The Occasional Flickers

Rain Until Monday - 7"

(Help Ever Hurt Never Records)

I only bought this single because the boy selling it was wearing a nice stripy t-shirt and he looked very sad when he said he hadn't seen Belle and Sebastian seven times. I understood. I, too, would be very sad if I hadn't watched them seven times... I'm only telling you this so you can understand why I was surprised when I played Rain Until Monday and discovered it was exactly the sort of song I like.

It's on of those songs that make you feel you're spinning around when you're only standing in front of the record player. It makes you feel like you're riding on a carousel and going round and round... On top of this, it's got trumpets, a boy and a girl singing together and my favourite sort of pop lyrics: the sort that doesn't quite make sense and yet sounds lovely. The sort that makes you wonder if there was any reason behind those words being together in a song, or if they just sounded good together:

Rain brings sadness, sadness brings this fear
But when a baby smiles at you, you can only see a brighter day
Faith brings good fortune, good fortune brings success
When you think you've got it all you've got nothing really to expect

Needless to say I could fall in love with a band just because they sing 'faith brings good fortune'. It was about time someone said that in a song.

As for the b-side, This Song (The Autumn Chill) is apparently about Blueboy... or so it says. Then again it could be about something else starting with b and ending in boy - I'm not sure. This time the boy and the girl take turns to sing and then a harmonica takes its turn to play. It's slightly less exciting than Rain Until Monday but nice nonetheless.

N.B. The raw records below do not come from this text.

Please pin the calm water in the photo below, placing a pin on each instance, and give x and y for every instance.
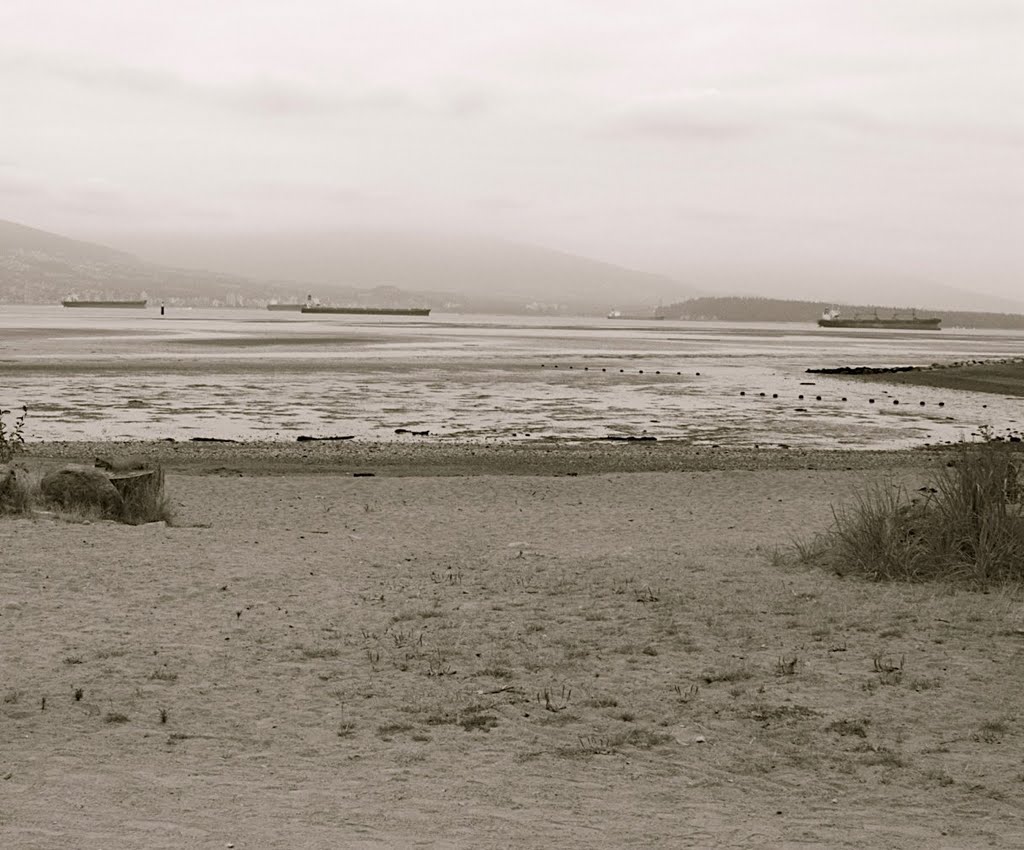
(252, 374)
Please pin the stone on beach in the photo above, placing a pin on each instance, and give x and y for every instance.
(81, 486)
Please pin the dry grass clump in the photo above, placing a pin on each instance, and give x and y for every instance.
(967, 526)
(11, 436)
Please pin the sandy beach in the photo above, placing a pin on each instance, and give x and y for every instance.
(588, 645)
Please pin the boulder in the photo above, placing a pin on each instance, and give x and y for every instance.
(83, 487)
(138, 487)
(13, 490)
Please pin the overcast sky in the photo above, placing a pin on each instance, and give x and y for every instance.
(669, 135)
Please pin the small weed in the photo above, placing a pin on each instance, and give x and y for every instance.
(686, 694)
(890, 673)
(857, 728)
(483, 722)
(939, 777)
(990, 731)
(437, 665)
(553, 702)
(389, 729)
(322, 652)
(735, 673)
(786, 667)
(881, 757)
(12, 436)
(497, 673)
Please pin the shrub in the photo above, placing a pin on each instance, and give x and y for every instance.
(968, 526)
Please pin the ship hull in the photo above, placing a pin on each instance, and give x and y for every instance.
(885, 324)
(369, 310)
(71, 302)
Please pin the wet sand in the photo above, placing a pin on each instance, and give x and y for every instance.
(1003, 378)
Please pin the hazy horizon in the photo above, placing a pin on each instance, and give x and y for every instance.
(735, 146)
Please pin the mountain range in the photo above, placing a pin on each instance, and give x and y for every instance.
(468, 274)
(443, 271)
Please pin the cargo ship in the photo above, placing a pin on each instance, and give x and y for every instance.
(636, 316)
(830, 319)
(316, 308)
(83, 302)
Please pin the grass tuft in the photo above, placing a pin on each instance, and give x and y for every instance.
(968, 526)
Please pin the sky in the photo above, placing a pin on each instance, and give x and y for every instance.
(710, 139)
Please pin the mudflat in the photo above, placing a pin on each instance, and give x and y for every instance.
(485, 647)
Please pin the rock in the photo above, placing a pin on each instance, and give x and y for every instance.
(13, 489)
(82, 486)
(139, 487)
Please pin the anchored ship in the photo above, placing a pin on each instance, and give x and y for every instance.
(635, 316)
(830, 319)
(313, 306)
(316, 308)
(75, 301)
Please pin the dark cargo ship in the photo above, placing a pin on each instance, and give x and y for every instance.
(830, 319)
(82, 302)
(315, 308)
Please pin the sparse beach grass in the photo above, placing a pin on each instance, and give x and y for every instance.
(473, 637)
(966, 525)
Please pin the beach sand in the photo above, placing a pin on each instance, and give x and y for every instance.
(583, 645)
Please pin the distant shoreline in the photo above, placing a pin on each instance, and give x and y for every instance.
(440, 458)
(1000, 377)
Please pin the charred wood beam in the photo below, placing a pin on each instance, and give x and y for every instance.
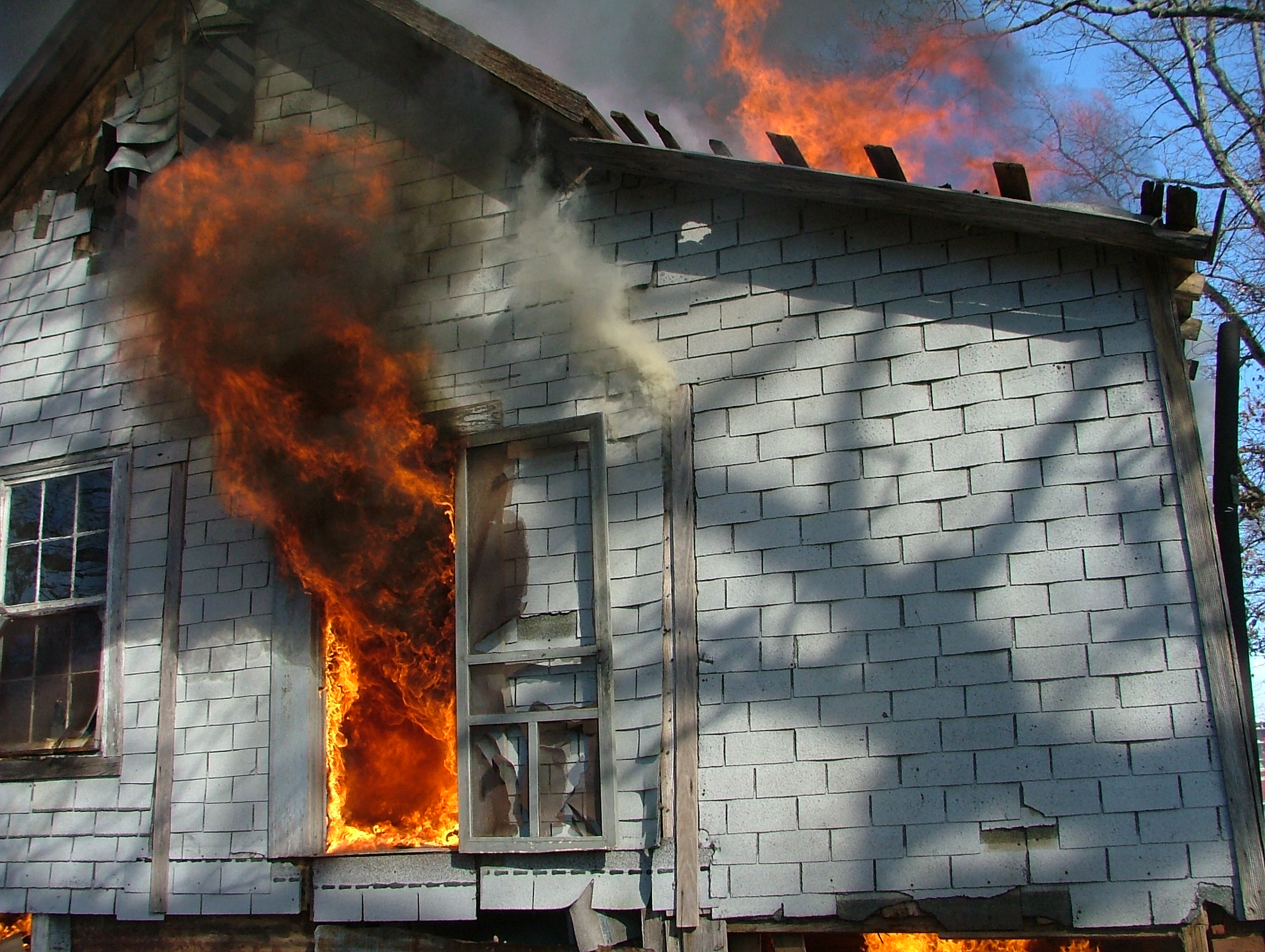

I've thought about it long and hard the last two days. I've tried to decide what the Occasional Flickers sound like because you can't have a decent review without that, can you, but I only come up with quite irrelevant things: Postal Blue. Tompaulin. The Pale Fountains, but that's just for the trumpet... Swedish pop, but it's just because I've been listening to that lately... Sod it - I just suck at finding what bands sound like; but if you like that sort of thing you will definitely find Rain Until Monday worth buying.